Yahudi Mitolojisi ve folkloru -7: ŞLOMO VE ŞAMİR-1

Sevgili okuyucularım, bu hafta sizlerle birlikte, yepyeni, masalsı bir serüvene doğru yolculuğa çıkıyoruz. Bu kez kahramanlarımız, Şlomo ha Meleh, küçük solucan Şamir ve Şeytanlar Kralı Aşmoday arasında geçiyor. Size keyifli zamanlar diliyorum

Sara YANAROCAK Kavram
21 Mayıs 2014 Çarşamba

Şlomo ha Meleh(Kral Süleyman), gücünün en yüksek noktasına ulaşmıştı. Dünyada bilgeliği ile tanınıyordu. Böylece Kudüs’ü altın bir çağa taşımıştı. İnsanların en mutlusu oydu. Ta ki o tuhaf rüyayı görene kadar…

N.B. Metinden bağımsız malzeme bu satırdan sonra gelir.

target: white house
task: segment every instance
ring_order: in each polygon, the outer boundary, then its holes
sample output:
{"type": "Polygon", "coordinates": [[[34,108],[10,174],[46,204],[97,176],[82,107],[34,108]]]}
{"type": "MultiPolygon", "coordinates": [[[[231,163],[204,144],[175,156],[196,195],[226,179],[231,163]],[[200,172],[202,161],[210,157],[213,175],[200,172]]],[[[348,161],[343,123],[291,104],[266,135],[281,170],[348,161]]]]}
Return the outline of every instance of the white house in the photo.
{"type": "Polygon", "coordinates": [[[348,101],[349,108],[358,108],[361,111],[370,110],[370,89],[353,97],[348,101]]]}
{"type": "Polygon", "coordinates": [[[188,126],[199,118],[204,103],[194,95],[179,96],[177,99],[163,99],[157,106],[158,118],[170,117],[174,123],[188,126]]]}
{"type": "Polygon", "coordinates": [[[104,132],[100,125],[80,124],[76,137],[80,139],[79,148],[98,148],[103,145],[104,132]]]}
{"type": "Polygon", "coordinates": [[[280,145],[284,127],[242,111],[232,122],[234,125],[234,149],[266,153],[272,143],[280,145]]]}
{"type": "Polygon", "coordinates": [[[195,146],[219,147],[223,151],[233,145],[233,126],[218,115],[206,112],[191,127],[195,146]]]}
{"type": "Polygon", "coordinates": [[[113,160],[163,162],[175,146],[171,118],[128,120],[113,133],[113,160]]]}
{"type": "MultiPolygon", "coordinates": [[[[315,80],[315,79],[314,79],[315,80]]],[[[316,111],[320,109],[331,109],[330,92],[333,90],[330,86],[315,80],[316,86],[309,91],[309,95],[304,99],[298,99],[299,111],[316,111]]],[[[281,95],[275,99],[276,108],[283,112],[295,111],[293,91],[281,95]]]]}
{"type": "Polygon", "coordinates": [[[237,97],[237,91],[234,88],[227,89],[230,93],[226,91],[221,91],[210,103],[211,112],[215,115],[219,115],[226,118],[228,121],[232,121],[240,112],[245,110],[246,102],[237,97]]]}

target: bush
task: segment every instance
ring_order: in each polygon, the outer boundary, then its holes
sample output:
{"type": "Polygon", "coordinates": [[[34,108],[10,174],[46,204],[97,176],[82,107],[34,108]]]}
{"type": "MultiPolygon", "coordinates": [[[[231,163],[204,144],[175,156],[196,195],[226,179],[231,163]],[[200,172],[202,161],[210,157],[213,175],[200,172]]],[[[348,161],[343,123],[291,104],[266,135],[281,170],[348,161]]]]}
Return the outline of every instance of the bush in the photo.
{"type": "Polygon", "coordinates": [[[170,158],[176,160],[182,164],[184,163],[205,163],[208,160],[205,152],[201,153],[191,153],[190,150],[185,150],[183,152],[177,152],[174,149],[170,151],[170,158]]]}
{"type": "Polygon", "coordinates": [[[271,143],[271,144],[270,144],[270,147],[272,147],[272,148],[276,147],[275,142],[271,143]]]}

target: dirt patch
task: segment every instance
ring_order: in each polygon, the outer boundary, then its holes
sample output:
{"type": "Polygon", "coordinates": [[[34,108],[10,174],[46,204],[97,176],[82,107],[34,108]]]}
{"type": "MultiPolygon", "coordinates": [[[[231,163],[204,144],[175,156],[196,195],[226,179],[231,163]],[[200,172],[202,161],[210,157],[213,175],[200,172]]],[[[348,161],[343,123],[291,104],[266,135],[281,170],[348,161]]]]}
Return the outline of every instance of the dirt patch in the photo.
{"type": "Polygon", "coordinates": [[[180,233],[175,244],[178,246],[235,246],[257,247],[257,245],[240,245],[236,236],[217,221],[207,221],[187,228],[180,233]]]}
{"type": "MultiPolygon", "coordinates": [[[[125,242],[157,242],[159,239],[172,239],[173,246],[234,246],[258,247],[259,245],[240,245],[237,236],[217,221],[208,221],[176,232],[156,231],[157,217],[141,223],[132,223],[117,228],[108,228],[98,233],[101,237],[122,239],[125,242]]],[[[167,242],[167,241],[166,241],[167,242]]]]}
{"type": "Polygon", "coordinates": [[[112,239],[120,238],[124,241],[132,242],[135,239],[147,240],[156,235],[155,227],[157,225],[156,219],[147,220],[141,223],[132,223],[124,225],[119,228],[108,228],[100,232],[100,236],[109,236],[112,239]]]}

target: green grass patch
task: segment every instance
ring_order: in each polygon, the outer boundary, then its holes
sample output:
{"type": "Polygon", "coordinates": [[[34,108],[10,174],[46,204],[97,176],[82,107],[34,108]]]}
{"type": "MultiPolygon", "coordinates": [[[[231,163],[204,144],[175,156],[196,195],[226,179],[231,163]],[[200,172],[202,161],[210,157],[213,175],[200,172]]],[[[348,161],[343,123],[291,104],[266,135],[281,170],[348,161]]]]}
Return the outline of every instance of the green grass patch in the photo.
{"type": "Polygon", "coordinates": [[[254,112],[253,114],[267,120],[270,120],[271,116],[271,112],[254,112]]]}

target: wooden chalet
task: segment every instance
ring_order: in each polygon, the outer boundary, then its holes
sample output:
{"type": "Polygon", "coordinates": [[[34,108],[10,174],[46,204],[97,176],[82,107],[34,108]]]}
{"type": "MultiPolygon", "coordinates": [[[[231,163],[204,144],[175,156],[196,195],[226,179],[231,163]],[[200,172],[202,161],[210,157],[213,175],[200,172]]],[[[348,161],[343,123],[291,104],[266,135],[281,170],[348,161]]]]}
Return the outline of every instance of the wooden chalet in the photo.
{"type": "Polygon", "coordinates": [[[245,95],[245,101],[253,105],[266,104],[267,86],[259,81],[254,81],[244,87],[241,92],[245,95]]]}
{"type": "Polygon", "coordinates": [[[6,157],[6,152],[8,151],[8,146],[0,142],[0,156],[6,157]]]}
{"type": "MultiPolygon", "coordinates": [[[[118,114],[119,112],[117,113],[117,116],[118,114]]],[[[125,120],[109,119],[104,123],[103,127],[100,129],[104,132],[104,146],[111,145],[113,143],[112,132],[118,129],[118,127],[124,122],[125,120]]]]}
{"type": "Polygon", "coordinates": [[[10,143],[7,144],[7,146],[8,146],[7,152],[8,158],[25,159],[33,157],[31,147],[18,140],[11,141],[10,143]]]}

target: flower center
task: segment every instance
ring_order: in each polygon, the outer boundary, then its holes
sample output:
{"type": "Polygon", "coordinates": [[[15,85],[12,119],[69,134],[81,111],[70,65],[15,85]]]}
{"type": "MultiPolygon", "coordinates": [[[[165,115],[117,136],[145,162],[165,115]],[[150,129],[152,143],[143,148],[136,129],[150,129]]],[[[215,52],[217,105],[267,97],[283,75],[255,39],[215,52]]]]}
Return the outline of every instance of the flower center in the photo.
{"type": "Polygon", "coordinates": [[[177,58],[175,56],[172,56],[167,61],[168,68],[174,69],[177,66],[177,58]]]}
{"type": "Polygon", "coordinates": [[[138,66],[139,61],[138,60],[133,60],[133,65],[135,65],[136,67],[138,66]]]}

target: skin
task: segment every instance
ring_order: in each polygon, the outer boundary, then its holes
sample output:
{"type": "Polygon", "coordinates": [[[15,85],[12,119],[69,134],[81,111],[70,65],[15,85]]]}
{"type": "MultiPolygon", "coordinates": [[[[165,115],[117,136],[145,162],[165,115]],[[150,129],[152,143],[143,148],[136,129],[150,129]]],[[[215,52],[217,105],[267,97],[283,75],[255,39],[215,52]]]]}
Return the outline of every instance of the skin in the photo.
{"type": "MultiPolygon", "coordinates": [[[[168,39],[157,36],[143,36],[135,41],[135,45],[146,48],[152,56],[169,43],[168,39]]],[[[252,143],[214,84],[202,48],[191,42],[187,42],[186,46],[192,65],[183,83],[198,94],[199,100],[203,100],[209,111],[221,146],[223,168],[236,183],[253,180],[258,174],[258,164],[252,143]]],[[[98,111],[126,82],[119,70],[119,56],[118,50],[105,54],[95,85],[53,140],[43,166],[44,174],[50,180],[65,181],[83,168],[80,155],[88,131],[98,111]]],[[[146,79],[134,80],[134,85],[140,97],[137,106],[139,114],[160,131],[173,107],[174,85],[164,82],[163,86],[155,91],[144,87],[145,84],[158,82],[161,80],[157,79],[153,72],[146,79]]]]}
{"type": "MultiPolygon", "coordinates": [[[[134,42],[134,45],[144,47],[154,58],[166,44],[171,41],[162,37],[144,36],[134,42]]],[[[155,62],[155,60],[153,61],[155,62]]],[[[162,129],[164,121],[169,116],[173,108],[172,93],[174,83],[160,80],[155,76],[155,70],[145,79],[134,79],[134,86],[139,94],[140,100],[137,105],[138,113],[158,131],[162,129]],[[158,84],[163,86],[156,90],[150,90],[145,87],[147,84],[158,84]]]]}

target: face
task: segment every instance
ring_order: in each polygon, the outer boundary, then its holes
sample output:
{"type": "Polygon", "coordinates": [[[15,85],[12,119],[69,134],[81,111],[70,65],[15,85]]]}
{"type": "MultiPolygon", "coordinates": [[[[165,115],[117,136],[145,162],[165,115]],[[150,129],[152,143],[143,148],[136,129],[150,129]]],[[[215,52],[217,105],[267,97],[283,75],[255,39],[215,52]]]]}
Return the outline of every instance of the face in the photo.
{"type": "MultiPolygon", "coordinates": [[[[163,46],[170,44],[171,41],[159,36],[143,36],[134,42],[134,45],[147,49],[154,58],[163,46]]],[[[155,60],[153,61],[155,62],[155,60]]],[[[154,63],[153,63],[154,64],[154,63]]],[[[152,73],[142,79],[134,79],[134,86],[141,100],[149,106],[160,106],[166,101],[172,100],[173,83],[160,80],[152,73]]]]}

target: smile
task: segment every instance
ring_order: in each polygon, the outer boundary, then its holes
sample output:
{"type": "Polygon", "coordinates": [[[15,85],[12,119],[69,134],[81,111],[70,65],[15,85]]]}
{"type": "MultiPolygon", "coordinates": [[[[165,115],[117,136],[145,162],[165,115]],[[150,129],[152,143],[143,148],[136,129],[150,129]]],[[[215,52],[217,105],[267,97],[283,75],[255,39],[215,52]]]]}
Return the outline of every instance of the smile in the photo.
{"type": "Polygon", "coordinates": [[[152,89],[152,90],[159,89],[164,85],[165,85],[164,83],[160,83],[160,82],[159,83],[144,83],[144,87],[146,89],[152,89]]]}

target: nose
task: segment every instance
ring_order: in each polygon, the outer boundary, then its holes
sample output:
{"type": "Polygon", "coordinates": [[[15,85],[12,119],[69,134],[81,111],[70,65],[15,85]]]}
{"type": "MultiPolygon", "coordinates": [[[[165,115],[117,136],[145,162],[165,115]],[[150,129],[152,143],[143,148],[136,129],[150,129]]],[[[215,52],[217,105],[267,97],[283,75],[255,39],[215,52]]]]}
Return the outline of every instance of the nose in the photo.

Rüyayı sıcak boğucu bir gecede gördü. Rüyasında odanın kapısı açıldı ve serin bir esinti hissetti. Hemen sonra içeriye, uzun yıllar önce ölen babası David ha Meleh(Kral Davut) girdi. Yaşlı kral ona öte dünyadan seslendi, ona göklerdeki Kudüs’ü anlattı. Dünyadaki Kudüs’le her bakımdan özdeş olduğunu, sadece bir tek fark bulunduğunu anlattı – kentin merkezinde muhteşem bir tapınak vardı.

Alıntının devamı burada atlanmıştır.